SAN ANTONIO - It's a powerful consumer watchdog agency created by President Obama to keep banks in line after the financial crisis. Now Texas and ten other states are suing to get rid of the Consumer Financial Protection Bureau.
Cassie and Jeremiah Campbell always made their house payments on time, but when things got tight three years ago, they asked their bank for a mortgage modification. The couple says their bank told them to purposely fall behind on their payments in order to qualify.
Jeremiah Campbell says they were told by the bank, “You have to be behind, whether it’s no payments or a little bit less, you need to get behind on your mortgage for us to be able to do anything for you.”
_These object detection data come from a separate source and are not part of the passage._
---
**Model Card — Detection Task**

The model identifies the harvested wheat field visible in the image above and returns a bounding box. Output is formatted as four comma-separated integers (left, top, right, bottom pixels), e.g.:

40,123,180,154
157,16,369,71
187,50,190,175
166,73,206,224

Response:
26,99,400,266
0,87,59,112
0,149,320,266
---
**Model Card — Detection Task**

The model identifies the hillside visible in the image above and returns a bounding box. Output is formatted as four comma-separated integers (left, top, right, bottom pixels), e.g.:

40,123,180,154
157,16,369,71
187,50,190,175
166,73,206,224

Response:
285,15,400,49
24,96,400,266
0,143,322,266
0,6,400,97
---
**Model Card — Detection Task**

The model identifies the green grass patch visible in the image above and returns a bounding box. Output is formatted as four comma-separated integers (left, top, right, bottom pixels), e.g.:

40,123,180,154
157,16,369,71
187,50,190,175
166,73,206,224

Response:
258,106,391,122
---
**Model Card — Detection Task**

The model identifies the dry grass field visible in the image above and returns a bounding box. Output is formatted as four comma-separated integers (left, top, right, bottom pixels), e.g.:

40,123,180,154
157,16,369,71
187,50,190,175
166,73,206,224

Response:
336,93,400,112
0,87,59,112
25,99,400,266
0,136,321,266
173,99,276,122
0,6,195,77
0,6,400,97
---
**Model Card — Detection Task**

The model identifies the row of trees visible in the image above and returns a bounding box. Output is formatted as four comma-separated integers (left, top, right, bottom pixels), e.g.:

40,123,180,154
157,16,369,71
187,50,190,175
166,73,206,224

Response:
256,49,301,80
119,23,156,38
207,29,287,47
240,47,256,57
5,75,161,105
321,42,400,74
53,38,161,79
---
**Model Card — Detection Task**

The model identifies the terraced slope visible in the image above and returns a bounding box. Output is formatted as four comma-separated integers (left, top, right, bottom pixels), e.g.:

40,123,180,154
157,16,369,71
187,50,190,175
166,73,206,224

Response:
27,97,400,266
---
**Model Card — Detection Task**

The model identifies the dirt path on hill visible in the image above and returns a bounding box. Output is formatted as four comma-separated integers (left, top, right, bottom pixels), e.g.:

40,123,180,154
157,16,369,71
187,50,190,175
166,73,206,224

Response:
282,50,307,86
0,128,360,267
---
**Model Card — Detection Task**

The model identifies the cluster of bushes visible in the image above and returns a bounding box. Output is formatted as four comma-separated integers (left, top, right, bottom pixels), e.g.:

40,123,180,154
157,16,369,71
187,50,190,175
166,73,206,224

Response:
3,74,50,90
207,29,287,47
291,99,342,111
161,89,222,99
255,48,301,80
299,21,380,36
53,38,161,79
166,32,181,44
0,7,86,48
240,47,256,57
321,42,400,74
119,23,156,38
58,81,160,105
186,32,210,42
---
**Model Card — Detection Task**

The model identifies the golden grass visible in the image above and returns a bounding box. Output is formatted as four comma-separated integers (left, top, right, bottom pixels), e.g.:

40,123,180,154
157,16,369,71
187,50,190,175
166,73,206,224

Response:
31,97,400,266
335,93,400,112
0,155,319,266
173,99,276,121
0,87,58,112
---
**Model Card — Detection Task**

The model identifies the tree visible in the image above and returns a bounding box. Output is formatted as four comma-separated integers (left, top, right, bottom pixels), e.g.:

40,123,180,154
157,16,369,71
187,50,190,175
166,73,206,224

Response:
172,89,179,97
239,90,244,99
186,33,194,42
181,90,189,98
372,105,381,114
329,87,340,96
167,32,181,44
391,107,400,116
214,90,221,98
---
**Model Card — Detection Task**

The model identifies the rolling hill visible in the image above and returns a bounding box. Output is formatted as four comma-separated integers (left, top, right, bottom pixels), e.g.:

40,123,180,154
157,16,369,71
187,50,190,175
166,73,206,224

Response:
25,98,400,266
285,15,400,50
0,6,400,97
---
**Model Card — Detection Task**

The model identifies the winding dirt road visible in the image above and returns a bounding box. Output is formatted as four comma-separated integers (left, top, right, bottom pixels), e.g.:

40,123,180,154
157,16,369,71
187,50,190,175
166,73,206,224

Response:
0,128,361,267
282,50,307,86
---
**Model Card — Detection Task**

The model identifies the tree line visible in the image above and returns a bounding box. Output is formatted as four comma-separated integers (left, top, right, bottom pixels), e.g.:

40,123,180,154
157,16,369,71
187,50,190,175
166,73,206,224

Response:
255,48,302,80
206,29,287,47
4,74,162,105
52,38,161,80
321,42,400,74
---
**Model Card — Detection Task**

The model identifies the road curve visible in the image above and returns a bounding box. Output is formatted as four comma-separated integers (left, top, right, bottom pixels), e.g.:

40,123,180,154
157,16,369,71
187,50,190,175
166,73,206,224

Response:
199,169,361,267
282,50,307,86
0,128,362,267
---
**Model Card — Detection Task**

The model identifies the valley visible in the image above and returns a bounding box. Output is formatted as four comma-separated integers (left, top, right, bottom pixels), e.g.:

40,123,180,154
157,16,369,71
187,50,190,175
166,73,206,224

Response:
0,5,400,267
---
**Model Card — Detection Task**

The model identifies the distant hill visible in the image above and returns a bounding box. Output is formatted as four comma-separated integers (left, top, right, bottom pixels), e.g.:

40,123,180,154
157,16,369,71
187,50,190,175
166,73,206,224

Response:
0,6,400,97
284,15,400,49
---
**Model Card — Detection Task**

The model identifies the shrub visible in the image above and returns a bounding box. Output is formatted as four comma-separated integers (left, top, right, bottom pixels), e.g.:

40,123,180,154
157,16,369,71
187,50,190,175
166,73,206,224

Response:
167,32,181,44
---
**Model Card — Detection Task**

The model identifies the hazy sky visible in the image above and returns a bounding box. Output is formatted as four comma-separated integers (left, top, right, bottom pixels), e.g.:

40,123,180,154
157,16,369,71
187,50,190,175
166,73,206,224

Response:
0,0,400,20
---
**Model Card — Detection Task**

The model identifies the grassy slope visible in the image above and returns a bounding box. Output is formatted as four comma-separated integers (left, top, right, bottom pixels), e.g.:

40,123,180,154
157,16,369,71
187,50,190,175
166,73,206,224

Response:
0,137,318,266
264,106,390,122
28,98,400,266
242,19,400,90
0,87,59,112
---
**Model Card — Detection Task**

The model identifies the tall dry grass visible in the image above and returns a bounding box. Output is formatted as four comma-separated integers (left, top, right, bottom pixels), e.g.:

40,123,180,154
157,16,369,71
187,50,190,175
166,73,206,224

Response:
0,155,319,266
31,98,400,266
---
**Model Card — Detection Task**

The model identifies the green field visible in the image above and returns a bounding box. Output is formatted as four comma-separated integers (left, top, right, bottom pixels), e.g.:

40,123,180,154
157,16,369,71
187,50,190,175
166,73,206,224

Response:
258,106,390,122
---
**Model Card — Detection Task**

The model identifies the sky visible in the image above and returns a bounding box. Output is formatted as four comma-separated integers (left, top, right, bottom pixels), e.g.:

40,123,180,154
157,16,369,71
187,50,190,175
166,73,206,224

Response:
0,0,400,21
The Campbells say when they did as they were instructed the bank denied the modification and foreclosed on their house. Now living with their parents, the Campbells say the federal government needs to protect consumers like them.
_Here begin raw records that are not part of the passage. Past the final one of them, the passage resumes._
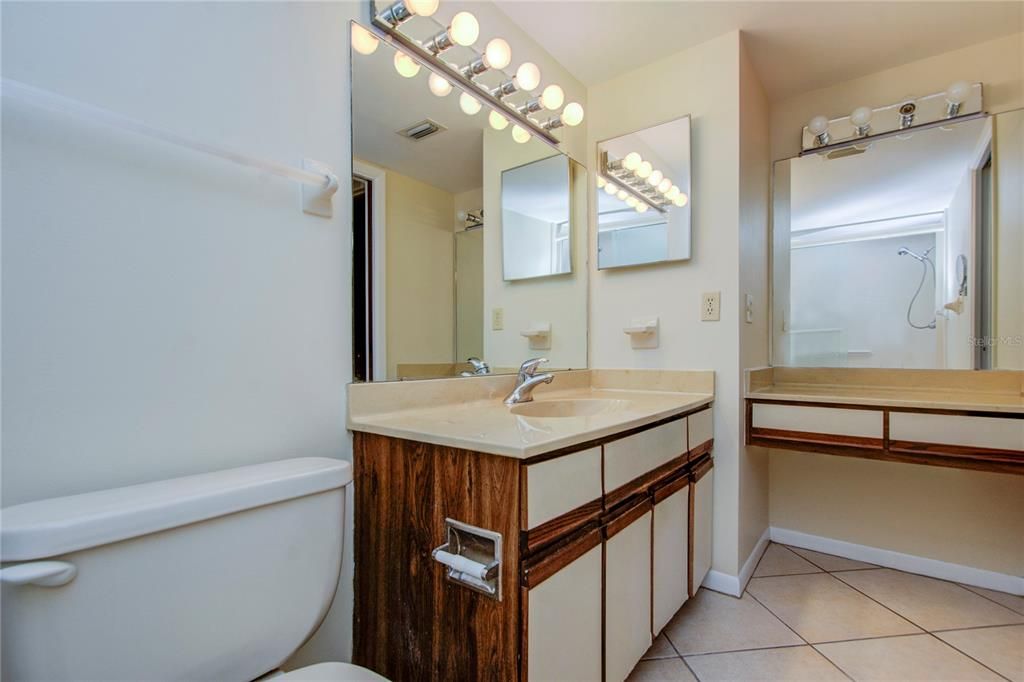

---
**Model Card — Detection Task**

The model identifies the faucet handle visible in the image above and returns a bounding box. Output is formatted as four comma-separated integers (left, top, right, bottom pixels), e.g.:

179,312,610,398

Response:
519,357,548,377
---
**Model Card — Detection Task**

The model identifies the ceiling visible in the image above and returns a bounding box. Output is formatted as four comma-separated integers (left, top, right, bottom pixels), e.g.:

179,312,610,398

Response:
495,0,1024,99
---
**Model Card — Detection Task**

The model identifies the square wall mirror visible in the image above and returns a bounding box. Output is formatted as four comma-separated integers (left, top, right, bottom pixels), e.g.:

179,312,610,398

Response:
597,116,690,269
502,155,572,282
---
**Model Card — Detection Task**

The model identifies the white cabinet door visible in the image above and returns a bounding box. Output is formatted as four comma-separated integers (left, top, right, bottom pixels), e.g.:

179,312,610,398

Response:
692,469,715,592
526,544,601,682
602,511,651,682
652,485,690,636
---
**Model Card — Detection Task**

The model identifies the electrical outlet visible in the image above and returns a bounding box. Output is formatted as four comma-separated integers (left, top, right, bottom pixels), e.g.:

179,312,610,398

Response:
700,291,722,322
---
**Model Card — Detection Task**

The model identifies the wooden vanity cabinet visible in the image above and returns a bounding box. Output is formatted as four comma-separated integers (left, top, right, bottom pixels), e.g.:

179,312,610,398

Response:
353,407,713,682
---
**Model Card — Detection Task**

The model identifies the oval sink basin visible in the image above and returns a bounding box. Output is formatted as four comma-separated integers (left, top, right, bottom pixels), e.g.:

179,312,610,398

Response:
512,398,626,419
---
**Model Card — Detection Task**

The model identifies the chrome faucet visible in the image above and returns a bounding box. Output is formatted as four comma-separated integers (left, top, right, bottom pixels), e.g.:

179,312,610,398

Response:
505,357,555,404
“There definitely needs to be someone policing the banks because they're not doing it themselves, and we don't have a voice, we tried,” Cassie Campbell told us.
After the financial crisis - as part of its reform of Wall Street - the Obama administration created the Consumer Financial Protection Bureau. A brand new agency tasked with cracking down on predatory lending practices and making banks more responsive to consumers.
The bureau forced lenders to make their credit card and college loan agreements easier to understand. It also required them to verify income and employment before approving a mortgage.
However, Texas and ten other states have joined a lawsuit to dismantle the bureau, saying it has too much power and is harming small banks and businesses.
Community and regional banks say the bureau and the regulations it enforces unfairly punish them for the sins of the big Wall Street investment banks, and have taken away their flexibility to loan money to deserving small businesses.
Eddie Aldrete, Senior Vice President of San Antonio's International Bank of Commerce, says lenders have had to turn away longtime customers because they don't fit the bureau's rigid requirements.
“The irony is that government in its wisdom decided to create a bureau to protect consumers and it's had the exact opposite effect,” Aldrete said.
The State of Texas says the CFPB puts too much power in the hands of un-elected bureaucrats. Consumer advocates say the bureau needs more power if it's going to change the way the banking industry does business.